Bucks are booming, too, for the baby boomers Study predicts ease in retirement


WASHINGTON -- Stop complaining, baby boomers. You're doing just fine.

That was the message from the Congressional Budget Office, which released a report today disputing the apprehension that the boomers -- the 76 million Americans born between 1946 and 1964 -- are less flush financially than their parents were and face a bleaker old age.

Instead, members of the largest generation in the nation's history are -- with the exception of high school dropouts -- "financially better off than their parents' generation was as young adults," the CBO researchers said.

Furthermore, the study predicted that the boomers' economic health will carry them into a retirement as comfortable as the one their parents are experiencing -- if they are willing to settle for that. But if the boomers want to maintain their costly vacations and dining-out habits when their working days are over, they could fall short of cash.

The boomers' financial status is all the more notable, the study continued, because, "unlike their parents, who enjoyed the benefits of a dynamic economy as young adults, baby boomers achieved these gains in income despite the lackluster performance of the U.S. economy in the 1970s and the 1980s."

The study, requested by Rep. Andy Jacobs, D-Ind., chairman of the House Ways and Means Social Security subcommittee, was based on Census data and special surveys of consumer finances.

The generational comparison was most favorable for older boomers, those 35 to 44, who entered the work force while the country was still experiencing dramatic post-World War II growth.

Their median household income was $38,400 in 1989, compared with $25,100 for people of the same age a generation before, in 1959. (The figures were adjusted to express living standards in 1989 dollars.)

But the booming American economy slowed in 1973, hit by the inflationary jolt of the oil embargo, and things have never been quite the same, the CBO said.

For that reason, those 25 to 34, while still enjoying an edge over their parents, are striving in a world where the promotions are less frequent and the pay raises more skimpy. Their median household income was $30,000 in 1989, compared to $22,000 for their parents a generation earlier.

Two striking generational changes have helped the boomers keep pace financially: the movement of women into the work force and an increase in college graduates.

For households of all ages, the highest median income -- $47,000 in 1989 -- goes to families in which the wife is in the paid labor force. When a wife stayed home, the median income was $30,000.
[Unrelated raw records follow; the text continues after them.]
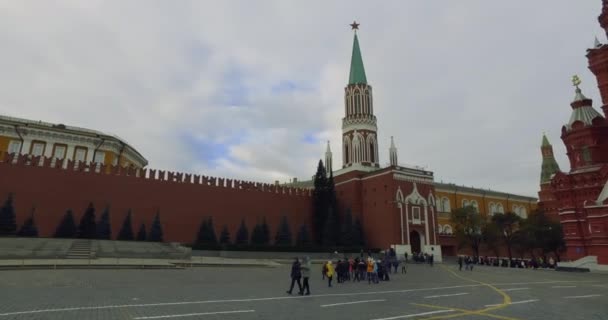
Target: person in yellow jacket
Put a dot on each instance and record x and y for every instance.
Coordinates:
(330, 272)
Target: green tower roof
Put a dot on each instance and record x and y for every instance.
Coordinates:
(357, 71)
(545, 141)
(549, 166)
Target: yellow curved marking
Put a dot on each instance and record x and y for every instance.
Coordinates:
(482, 312)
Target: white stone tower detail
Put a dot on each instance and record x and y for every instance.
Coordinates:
(328, 160)
(359, 129)
(393, 153)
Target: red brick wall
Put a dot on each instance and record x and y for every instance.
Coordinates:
(182, 205)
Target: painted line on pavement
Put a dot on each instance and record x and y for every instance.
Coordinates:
(351, 302)
(272, 298)
(415, 315)
(447, 295)
(515, 289)
(580, 297)
(517, 302)
(194, 314)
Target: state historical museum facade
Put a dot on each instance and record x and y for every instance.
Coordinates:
(579, 198)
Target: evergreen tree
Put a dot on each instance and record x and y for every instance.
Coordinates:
(283, 237)
(88, 228)
(507, 224)
(256, 235)
(67, 226)
(346, 230)
(141, 234)
(225, 235)
(8, 225)
(303, 238)
(265, 232)
(206, 233)
(104, 229)
(126, 232)
(329, 234)
(156, 230)
(320, 202)
(28, 229)
(358, 237)
(242, 235)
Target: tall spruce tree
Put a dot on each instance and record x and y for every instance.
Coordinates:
(358, 237)
(329, 229)
(242, 235)
(265, 232)
(225, 235)
(303, 238)
(67, 226)
(256, 235)
(320, 202)
(104, 229)
(141, 234)
(206, 233)
(87, 229)
(346, 230)
(156, 230)
(8, 225)
(28, 229)
(283, 237)
(126, 231)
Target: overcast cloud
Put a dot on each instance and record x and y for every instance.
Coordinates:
(253, 89)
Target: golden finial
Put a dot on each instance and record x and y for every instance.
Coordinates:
(576, 81)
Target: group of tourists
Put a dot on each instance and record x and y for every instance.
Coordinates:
(535, 263)
(348, 269)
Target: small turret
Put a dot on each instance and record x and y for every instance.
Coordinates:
(328, 160)
(549, 166)
(393, 154)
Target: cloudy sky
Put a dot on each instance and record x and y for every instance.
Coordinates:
(253, 89)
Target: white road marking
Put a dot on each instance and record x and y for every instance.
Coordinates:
(143, 305)
(447, 295)
(517, 302)
(194, 314)
(273, 298)
(587, 296)
(416, 315)
(351, 302)
(514, 289)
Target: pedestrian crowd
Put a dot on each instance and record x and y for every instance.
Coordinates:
(353, 269)
(534, 263)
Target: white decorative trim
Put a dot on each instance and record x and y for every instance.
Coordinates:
(415, 197)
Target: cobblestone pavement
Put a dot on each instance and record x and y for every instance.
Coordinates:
(439, 292)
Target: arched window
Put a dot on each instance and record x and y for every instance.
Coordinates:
(357, 101)
(465, 203)
(475, 205)
(446, 204)
(500, 208)
(447, 229)
(347, 150)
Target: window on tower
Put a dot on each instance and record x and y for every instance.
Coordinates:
(357, 101)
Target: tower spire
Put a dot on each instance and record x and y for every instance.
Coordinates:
(328, 160)
(393, 153)
(549, 166)
(357, 71)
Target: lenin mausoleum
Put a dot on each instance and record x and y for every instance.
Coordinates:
(55, 167)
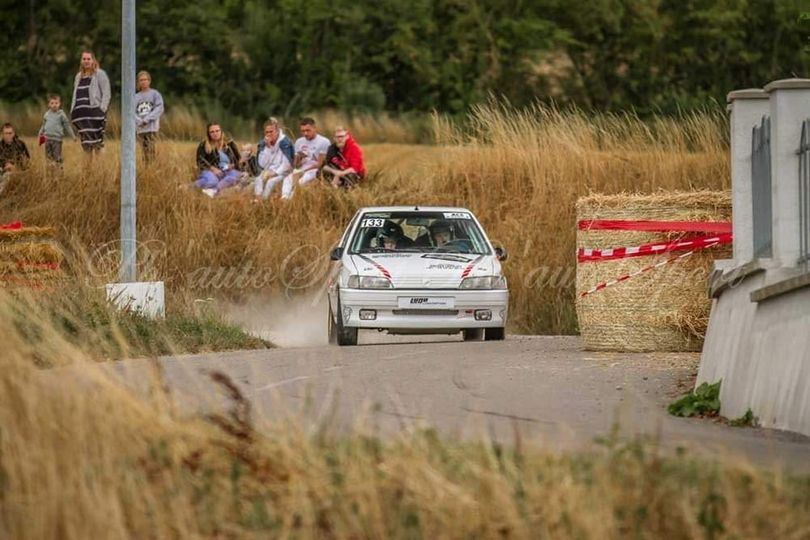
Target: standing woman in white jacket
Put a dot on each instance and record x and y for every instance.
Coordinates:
(91, 99)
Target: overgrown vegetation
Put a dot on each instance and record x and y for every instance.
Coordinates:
(702, 401)
(523, 193)
(80, 316)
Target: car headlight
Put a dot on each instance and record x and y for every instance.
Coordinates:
(484, 282)
(368, 282)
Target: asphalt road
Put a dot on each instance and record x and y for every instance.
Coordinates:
(556, 394)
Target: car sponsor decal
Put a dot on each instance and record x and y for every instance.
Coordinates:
(430, 302)
(394, 255)
(446, 257)
(441, 266)
(470, 267)
(376, 265)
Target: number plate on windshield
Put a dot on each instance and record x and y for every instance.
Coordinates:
(426, 302)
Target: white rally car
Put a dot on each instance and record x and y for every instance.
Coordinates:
(416, 270)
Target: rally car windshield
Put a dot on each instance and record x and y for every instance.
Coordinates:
(419, 232)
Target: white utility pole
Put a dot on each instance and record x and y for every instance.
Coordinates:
(128, 240)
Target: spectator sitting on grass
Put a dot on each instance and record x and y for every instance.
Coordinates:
(218, 160)
(310, 152)
(13, 155)
(248, 166)
(55, 127)
(344, 160)
(275, 156)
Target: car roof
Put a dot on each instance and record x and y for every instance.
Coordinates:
(413, 208)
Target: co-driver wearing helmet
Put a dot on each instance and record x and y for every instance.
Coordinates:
(389, 235)
(441, 232)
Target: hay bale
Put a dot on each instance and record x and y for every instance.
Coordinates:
(666, 309)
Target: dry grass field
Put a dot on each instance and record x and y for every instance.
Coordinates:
(519, 171)
(82, 458)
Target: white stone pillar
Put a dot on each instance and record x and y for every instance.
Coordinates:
(747, 109)
(789, 106)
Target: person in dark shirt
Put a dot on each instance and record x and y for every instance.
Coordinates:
(14, 154)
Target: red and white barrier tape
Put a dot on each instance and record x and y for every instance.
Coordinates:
(625, 277)
(593, 255)
(712, 227)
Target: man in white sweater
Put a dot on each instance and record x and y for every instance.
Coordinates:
(274, 155)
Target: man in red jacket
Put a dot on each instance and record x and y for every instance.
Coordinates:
(344, 160)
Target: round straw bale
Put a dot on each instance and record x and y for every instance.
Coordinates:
(665, 309)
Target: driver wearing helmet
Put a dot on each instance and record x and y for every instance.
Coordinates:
(389, 235)
(441, 232)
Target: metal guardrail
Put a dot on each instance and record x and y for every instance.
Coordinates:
(804, 193)
(761, 188)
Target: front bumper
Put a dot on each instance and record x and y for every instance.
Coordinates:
(390, 316)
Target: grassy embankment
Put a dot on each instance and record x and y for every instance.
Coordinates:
(80, 457)
(519, 171)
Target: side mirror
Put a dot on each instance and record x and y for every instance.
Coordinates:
(336, 253)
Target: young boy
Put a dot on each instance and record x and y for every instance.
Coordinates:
(55, 126)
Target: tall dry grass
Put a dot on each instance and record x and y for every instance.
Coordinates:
(520, 171)
(83, 457)
(186, 122)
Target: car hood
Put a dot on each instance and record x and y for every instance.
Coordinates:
(425, 270)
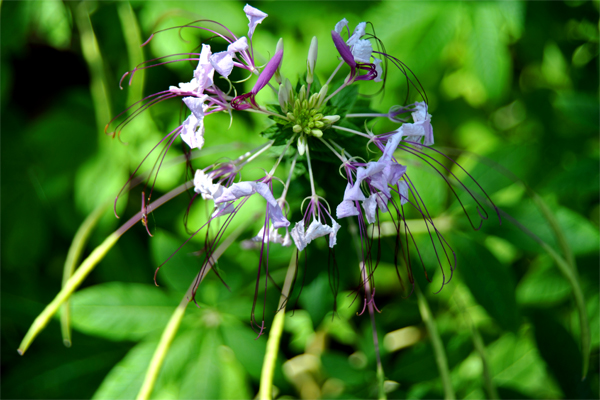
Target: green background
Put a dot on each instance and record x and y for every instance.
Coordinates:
(514, 85)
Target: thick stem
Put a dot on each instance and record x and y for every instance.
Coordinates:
(173, 325)
(438, 347)
(86, 267)
(79, 241)
(268, 370)
(369, 299)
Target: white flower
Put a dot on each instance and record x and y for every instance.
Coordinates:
(204, 186)
(223, 60)
(362, 51)
(243, 189)
(341, 25)
(359, 32)
(255, 16)
(315, 230)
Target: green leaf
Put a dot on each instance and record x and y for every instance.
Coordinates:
(417, 364)
(515, 363)
(491, 283)
(561, 353)
(120, 311)
(344, 100)
(125, 379)
(543, 285)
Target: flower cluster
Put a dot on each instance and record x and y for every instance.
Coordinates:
(311, 118)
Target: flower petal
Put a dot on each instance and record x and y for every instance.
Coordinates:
(222, 62)
(359, 32)
(239, 45)
(362, 50)
(255, 16)
(192, 132)
(341, 25)
(370, 207)
(346, 208)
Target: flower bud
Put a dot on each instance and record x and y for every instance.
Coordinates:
(312, 60)
(302, 145)
(331, 119)
(277, 74)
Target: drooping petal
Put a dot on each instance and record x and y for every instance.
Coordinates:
(346, 208)
(192, 132)
(196, 105)
(239, 45)
(255, 16)
(222, 62)
(341, 25)
(235, 191)
(362, 50)
(298, 235)
(333, 235)
(344, 50)
(316, 230)
(204, 72)
(403, 189)
(370, 207)
(378, 69)
(268, 72)
(204, 186)
(359, 32)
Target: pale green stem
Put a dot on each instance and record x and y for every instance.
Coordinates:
(438, 347)
(570, 273)
(568, 267)
(133, 39)
(79, 241)
(490, 387)
(173, 325)
(86, 267)
(268, 370)
(91, 53)
(341, 128)
(312, 181)
(73, 283)
(380, 373)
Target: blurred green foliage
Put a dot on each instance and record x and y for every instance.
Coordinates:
(513, 85)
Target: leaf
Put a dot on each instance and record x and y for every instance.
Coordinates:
(491, 283)
(417, 364)
(561, 353)
(543, 285)
(125, 379)
(120, 311)
(515, 363)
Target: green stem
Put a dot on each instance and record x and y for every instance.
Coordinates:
(436, 341)
(73, 256)
(86, 267)
(268, 370)
(571, 275)
(173, 325)
(91, 53)
(73, 283)
(480, 348)
(369, 300)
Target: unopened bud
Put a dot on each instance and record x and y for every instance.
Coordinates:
(312, 60)
(322, 96)
(331, 119)
(302, 145)
(277, 74)
(283, 97)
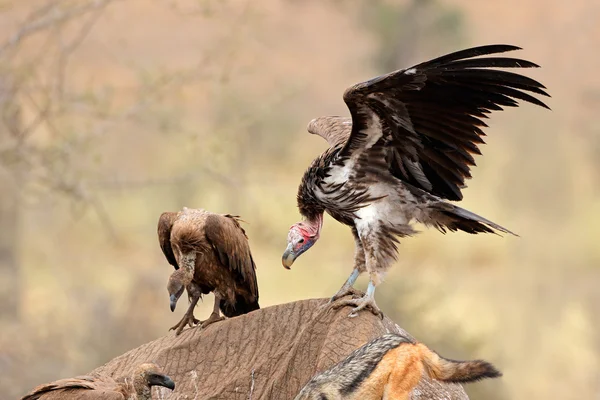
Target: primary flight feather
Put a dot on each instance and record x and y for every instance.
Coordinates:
(406, 150)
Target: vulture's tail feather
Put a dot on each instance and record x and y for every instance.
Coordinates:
(242, 305)
(454, 218)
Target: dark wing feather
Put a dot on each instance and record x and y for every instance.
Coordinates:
(165, 223)
(429, 118)
(82, 387)
(230, 244)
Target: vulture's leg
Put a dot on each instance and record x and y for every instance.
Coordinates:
(348, 288)
(188, 317)
(374, 266)
(367, 301)
(359, 267)
(216, 314)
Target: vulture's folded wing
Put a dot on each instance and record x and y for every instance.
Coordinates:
(230, 243)
(429, 117)
(165, 223)
(81, 387)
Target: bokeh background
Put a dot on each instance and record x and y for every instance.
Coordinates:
(115, 111)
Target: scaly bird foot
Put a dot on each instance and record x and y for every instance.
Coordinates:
(345, 291)
(211, 320)
(188, 319)
(359, 304)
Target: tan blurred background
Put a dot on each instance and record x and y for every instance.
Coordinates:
(114, 111)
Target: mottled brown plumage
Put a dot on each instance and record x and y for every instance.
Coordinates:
(100, 387)
(210, 253)
(405, 151)
(390, 367)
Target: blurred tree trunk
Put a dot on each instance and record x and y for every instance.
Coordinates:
(10, 183)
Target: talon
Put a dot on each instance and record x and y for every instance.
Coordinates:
(345, 291)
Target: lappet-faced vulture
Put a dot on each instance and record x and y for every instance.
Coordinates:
(210, 253)
(137, 386)
(404, 152)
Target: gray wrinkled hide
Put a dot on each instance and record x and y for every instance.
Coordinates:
(267, 354)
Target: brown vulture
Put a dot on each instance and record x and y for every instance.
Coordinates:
(98, 387)
(404, 152)
(214, 255)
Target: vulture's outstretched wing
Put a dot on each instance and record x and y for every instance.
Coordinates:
(165, 223)
(230, 243)
(429, 117)
(336, 130)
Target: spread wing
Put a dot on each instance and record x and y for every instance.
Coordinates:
(230, 244)
(428, 118)
(165, 223)
(82, 387)
(336, 130)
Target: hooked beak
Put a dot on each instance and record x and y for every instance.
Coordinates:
(162, 380)
(173, 302)
(288, 257)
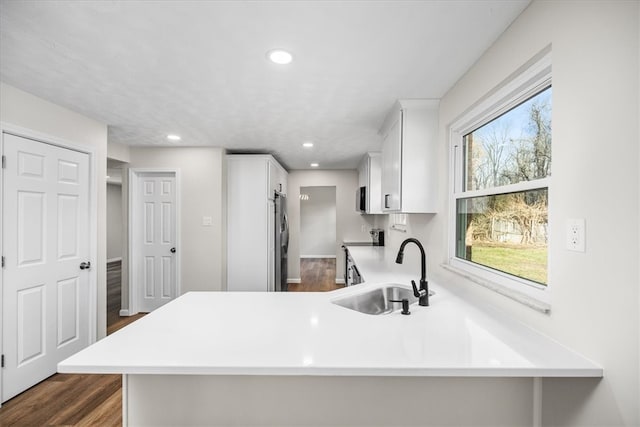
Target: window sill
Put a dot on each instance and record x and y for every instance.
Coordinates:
(524, 299)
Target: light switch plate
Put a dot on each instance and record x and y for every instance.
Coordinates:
(576, 235)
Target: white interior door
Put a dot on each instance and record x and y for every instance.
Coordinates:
(45, 225)
(155, 239)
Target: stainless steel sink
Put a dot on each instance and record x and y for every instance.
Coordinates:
(377, 301)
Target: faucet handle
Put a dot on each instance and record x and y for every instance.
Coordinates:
(417, 292)
(405, 305)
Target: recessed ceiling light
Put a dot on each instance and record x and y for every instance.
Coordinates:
(279, 56)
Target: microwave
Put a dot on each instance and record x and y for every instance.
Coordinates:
(361, 199)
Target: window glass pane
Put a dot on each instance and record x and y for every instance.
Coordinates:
(512, 148)
(506, 232)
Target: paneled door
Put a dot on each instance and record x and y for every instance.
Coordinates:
(155, 239)
(45, 225)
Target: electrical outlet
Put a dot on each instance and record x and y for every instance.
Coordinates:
(576, 235)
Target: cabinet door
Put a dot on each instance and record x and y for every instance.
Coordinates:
(391, 166)
(374, 197)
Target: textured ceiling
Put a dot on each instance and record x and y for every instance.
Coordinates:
(199, 68)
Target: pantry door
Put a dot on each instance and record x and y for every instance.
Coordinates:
(46, 274)
(155, 237)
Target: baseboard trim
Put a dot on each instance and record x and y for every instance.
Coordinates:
(318, 256)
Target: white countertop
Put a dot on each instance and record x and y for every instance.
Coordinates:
(238, 333)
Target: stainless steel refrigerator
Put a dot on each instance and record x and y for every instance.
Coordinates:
(281, 242)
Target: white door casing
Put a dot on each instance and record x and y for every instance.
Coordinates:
(46, 236)
(154, 239)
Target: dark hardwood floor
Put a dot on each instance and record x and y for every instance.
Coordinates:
(316, 275)
(75, 400)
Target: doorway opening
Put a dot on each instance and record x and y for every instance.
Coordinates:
(318, 245)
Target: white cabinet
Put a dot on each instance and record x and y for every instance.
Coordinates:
(370, 176)
(409, 153)
(251, 183)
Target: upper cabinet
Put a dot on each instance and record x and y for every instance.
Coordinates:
(409, 153)
(370, 177)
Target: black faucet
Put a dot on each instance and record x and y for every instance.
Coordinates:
(423, 293)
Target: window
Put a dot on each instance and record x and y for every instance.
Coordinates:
(501, 153)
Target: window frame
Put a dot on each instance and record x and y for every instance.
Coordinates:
(531, 79)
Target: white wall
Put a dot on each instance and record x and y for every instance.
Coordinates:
(22, 109)
(317, 222)
(595, 304)
(203, 178)
(350, 225)
(114, 221)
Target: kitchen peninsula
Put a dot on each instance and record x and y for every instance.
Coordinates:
(240, 358)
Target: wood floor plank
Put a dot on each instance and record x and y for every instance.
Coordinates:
(70, 399)
(96, 400)
(316, 275)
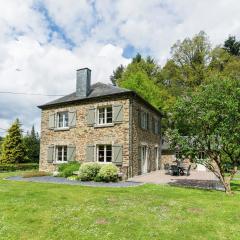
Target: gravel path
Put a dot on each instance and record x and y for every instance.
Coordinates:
(60, 180)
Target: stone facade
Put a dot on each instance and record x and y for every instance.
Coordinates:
(126, 133)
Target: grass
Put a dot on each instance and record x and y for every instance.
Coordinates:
(51, 211)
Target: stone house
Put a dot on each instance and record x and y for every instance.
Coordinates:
(101, 123)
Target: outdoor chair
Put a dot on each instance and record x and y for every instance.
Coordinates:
(188, 170)
(174, 170)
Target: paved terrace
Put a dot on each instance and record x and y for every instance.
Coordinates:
(198, 179)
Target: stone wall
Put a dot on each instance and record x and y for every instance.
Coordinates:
(83, 135)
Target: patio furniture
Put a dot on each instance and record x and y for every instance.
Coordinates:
(188, 170)
(174, 170)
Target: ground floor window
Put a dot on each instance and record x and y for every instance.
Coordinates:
(61, 154)
(104, 153)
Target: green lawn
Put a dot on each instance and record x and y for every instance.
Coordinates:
(51, 211)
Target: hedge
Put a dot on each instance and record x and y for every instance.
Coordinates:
(18, 167)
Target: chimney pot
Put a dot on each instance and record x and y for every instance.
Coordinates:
(83, 83)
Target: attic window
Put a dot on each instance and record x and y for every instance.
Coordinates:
(62, 120)
(104, 115)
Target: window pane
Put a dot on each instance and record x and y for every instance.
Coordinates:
(66, 119)
(101, 116)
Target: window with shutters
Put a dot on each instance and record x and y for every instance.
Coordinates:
(105, 115)
(104, 153)
(61, 154)
(62, 120)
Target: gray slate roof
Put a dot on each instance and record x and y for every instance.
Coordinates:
(97, 90)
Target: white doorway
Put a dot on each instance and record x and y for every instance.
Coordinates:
(156, 154)
(144, 159)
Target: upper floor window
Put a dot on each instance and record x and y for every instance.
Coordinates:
(104, 153)
(105, 115)
(62, 120)
(61, 154)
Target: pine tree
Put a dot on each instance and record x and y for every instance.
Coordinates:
(12, 146)
(32, 145)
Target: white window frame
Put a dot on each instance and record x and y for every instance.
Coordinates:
(105, 153)
(145, 120)
(56, 154)
(105, 118)
(65, 123)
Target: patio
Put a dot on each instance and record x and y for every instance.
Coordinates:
(197, 179)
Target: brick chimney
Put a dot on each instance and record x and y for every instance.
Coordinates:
(83, 83)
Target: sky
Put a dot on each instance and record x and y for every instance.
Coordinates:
(43, 43)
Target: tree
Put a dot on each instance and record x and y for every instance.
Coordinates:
(210, 119)
(31, 144)
(232, 46)
(12, 146)
(117, 74)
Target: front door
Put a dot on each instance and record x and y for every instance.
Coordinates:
(144, 159)
(156, 157)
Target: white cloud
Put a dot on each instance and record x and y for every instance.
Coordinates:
(41, 47)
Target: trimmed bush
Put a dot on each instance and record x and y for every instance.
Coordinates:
(88, 171)
(67, 169)
(107, 173)
(18, 167)
(35, 174)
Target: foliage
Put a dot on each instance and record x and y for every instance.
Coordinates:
(210, 119)
(117, 74)
(107, 173)
(31, 144)
(88, 171)
(12, 146)
(67, 169)
(232, 46)
(38, 211)
(35, 174)
(18, 167)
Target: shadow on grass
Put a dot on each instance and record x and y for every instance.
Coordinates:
(235, 185)
(193, 183)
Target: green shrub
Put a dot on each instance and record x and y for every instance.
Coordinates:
(18, 167)
(108, 173)
(35, 174)
(67, 169)
(88, 171)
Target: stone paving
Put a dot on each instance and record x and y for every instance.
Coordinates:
(198, 179)
(61, 180)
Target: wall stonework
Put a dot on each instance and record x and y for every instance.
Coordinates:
(83, 134)
(126, 133)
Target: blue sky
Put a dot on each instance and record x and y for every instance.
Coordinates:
(42, 43)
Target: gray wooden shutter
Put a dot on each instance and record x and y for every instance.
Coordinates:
(51, 121)
(90, 153)
(50, 154)
(118, 113)
(72, 117)
(117, 154)
(71, 153)
(91, 116)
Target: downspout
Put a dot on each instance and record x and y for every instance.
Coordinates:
(130, 138)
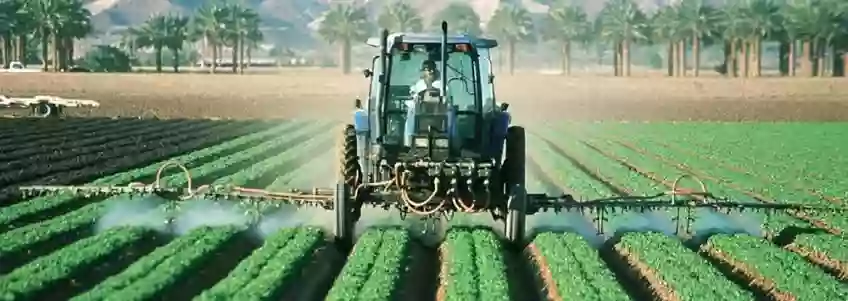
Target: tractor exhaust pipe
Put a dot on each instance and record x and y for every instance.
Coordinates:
(381, 78)
(444, 73)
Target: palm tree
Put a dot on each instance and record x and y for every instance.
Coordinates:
(178, 34)
(665, 28)
(735, 26)
(23, 26)
(74, 22)
(566, 24)
(7, 16)
(252, 38)
(399, 16)
(807, 23)
(696, 20)
(343, 24)
(461, 17)
(153, 33)
(622, 23)
(512, 23)
(209, 23)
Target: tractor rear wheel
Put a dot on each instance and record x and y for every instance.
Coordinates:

The report acknowledges, however that government statistics do not measure the dollar value "produced by stay-at-home mothers." If it did, the economic edge of the boomers over their parents would be smaller. For the boomers' parents, just a third of married women were working outside the home, compared with about 70 percent a generation later.

Boomers also helped boost their income by crowding onto college campuses. In 1960, just over 10 percent of Americans between the ages of 25 and 29 had gone to college. But in 1990, 25 percent of the same age group had their degrees.

The flip side of the tale of the better-educated boomer, however, is a gloomier life for those who could not keep pace in school. While there were fewer high school dropouts among the boomers -- 13 percent compared with 42 percent in their parents' era -- they suffered more economically.

And what of the future?

The economy keeps expanding, and real wages are growing, although they aren't likely to return to the booming expansion of the 1950s and 1960s, the CBO report suggests.

Boomers can expect "better financial circumstances in retirement" than their parents, the report said.

According to the CBO, the median boomer household in 1989, with a head of household between 35 and 44, could match the wealth of its parents' generation at retirement age by saving $300 a year for 20 years.

The younger boomer household would need to save $1,700 a year for 30 years.

The compounding effect of the long-term savings would generate the money needed to give the boomers the same buying power of their parents who were aged 55 to 64 in 1989.